For day-to-day monitoring Tonviewer is more convenient; for a pre-exit audit, TonScan plus a direct read of the protocol contract is safer.

Scenario 4: NFT collection inspection

Before buying an NFT on Getgems, the first thing to do is open the collection in an explorer and verify:

  1. The collection address matches what is shown on the marketplace.
  2. The publisher (collection owner) is a known party or an anonymous wallet with no history.
  3. The item list: max supply, minted count, real sales activity.

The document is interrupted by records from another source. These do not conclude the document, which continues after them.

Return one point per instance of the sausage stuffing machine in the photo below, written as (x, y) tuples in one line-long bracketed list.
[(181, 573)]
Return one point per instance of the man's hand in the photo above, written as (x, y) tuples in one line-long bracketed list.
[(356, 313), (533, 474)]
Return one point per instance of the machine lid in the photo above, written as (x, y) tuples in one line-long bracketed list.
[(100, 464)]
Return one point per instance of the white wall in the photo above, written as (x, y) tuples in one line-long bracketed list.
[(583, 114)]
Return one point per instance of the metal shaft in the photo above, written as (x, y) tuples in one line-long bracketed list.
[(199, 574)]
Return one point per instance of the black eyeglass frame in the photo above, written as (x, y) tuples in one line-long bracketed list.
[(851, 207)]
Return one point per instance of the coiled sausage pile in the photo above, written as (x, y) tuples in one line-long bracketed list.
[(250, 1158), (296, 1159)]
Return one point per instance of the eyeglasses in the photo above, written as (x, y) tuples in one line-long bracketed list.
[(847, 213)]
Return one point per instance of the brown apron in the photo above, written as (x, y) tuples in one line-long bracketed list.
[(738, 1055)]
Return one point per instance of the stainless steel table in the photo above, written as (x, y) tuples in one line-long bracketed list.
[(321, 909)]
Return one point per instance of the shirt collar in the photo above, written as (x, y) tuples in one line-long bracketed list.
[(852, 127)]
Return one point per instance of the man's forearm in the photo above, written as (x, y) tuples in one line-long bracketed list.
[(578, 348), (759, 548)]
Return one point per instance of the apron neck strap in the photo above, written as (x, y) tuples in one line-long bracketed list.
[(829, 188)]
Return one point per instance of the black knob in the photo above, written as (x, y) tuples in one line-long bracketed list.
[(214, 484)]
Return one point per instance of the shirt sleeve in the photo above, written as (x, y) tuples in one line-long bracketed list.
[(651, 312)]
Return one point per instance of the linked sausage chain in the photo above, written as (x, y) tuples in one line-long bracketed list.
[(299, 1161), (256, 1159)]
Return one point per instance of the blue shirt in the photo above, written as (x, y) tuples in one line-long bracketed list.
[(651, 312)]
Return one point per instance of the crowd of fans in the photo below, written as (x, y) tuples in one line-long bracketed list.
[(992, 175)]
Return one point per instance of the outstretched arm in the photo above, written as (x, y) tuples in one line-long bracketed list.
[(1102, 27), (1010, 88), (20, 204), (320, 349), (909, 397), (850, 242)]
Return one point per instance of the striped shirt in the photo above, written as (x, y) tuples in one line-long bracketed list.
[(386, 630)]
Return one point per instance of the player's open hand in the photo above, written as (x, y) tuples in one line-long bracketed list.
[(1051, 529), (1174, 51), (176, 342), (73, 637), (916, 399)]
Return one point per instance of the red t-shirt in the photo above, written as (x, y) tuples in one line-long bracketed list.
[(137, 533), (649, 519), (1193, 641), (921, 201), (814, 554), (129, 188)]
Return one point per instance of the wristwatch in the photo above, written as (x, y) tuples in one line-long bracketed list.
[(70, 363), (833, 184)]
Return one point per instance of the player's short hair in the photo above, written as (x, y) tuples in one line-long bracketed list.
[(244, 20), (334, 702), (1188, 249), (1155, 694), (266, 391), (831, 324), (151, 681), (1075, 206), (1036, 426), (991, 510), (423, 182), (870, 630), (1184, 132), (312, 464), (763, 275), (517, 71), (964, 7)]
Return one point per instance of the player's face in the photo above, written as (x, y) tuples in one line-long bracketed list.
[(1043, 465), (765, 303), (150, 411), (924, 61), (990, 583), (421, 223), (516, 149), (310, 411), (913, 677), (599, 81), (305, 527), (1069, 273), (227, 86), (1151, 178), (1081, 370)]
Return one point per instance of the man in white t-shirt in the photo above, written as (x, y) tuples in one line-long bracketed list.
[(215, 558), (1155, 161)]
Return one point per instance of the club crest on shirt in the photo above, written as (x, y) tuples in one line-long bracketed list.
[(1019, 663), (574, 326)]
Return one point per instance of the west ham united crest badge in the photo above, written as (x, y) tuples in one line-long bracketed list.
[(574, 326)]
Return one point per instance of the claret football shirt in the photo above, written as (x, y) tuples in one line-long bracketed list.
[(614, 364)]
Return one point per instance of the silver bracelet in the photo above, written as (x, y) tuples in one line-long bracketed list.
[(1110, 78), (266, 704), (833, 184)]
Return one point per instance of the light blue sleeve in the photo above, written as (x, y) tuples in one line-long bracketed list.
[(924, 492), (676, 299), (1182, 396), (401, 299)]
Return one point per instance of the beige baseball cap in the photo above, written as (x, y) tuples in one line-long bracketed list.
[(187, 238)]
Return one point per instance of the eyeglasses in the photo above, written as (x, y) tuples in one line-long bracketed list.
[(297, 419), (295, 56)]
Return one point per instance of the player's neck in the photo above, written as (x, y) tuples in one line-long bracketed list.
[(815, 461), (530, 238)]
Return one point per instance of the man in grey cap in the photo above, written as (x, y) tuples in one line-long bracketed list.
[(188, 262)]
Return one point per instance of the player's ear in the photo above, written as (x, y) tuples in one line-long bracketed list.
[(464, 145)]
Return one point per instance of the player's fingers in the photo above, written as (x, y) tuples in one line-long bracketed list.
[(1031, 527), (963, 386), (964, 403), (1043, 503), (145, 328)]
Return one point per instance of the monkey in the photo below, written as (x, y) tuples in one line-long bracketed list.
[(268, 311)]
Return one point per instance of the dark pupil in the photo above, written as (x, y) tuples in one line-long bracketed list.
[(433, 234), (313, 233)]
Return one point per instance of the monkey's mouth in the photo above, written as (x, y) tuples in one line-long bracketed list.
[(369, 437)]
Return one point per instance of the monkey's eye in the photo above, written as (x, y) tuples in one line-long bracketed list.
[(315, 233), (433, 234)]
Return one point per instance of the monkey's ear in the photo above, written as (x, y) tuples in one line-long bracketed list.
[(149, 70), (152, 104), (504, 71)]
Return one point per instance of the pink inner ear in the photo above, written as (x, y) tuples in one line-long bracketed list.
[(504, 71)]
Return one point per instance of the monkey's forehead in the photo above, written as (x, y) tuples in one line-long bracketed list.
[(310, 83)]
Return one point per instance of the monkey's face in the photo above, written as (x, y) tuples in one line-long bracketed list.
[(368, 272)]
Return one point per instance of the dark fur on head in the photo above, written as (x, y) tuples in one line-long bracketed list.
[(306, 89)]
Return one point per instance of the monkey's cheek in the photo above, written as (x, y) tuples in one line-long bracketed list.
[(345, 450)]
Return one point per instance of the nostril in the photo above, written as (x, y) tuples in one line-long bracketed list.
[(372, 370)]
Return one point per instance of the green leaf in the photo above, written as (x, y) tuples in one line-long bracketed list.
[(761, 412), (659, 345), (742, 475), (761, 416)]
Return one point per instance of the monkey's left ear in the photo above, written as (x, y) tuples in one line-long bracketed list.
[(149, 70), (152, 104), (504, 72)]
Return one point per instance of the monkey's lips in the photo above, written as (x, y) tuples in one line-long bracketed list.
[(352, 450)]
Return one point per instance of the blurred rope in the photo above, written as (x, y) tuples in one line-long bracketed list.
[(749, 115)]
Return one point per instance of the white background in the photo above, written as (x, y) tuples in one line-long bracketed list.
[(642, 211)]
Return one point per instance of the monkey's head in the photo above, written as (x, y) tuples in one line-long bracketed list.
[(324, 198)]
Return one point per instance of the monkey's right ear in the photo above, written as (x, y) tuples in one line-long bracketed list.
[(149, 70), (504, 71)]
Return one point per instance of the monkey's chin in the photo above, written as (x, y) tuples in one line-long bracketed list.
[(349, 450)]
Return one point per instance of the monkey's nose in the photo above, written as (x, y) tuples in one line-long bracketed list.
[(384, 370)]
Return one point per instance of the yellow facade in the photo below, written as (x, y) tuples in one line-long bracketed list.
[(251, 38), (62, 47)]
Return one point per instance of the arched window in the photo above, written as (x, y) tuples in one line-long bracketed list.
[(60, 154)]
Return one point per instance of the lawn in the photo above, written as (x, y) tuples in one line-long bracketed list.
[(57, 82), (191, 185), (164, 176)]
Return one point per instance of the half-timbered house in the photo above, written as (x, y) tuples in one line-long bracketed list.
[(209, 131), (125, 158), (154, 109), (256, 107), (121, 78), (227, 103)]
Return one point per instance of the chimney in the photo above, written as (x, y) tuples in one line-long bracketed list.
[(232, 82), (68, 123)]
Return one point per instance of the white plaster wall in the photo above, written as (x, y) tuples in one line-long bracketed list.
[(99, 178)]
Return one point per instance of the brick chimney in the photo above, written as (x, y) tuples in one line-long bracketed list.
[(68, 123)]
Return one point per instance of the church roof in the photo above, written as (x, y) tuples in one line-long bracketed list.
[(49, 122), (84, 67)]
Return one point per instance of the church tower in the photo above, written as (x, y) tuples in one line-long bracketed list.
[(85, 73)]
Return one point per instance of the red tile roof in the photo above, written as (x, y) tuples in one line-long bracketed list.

Tonviewer is better for quick browsing — icons, previews, metadata. TonScan is better when you need to export the entire item list and confirm the royalty parameters match the advertised values.

Decision matrix

TaskBest choice
Quickly check balance and historyTonviewer
Debug a failed transaction (newcomer)Tonviewer
Debug a failed transaction (developer)TonScan + raw cell
Check for a lookalike addressEither, but compare all 48 chars
Audit an NFT collectionTonScan
Inspect an LP positionTonviewer
Wire an explorer into your dAppTonAPI (Tonviewer)
One-off batch scriptsTonScan API or TonCenter

What neither explorer does

  • They do not show off-chain context: fraud-signal ratings, exchange labels, KYT. For that you have Misttrack, Chainalysis Sandbox and tonviewer.com/threats (a Tonviewer tab with basic labels).
  • They do not interpret complex DeFi operations semantically — “you swapped X for Y at this price”. That is the job of the wallet or dApp client, not the explorer.
  • They do not insulate from human error. An explorer shows where the money went; it does not bring it back.

Bottom line

Tonviewer is the “user’s explorer”: visual, fast, with a readable transaction tree. TonScan is the “developer’s and auditor’s explorer”: raw data completeness, table-first format, verifiability emphasis. In 2026 both cover roughly 90% of daily tasks, and a sensible strategy is to keep both bookmarked and switch by context — Tonviewer for routine checks, TonScan for unusual scenarios.

Frequently asked

Tonviewer is built by the Tonkeeper team with a UX focus: transaction-tree visualisation, auto-detected jettons and NFTs. TonScan is closer to a classical explorer with an emphasis on low-level data completeness.
Tonviewer surfaces the failure reason and exit code at the top level. TonScan gives you the raw cell dump — useful when you need to know exactly what the contract returned.
Yes. TonAPI (Tonviewer) is a REST+SSE service with key-based auth, well suited for apps. TonScan's API is narrower in scope but enough for basic per-address or per-block queries.
Often yes: look for lookalike addresses sharing the same first and last characters, zero-value sends with memo content, and jetton-master signatures that do not match the official contract.
Tonviewer shows previews inline on the address card. TonScan provides a stricter metadata-heavy listing — better for auditing a collection, worse for quick browsing.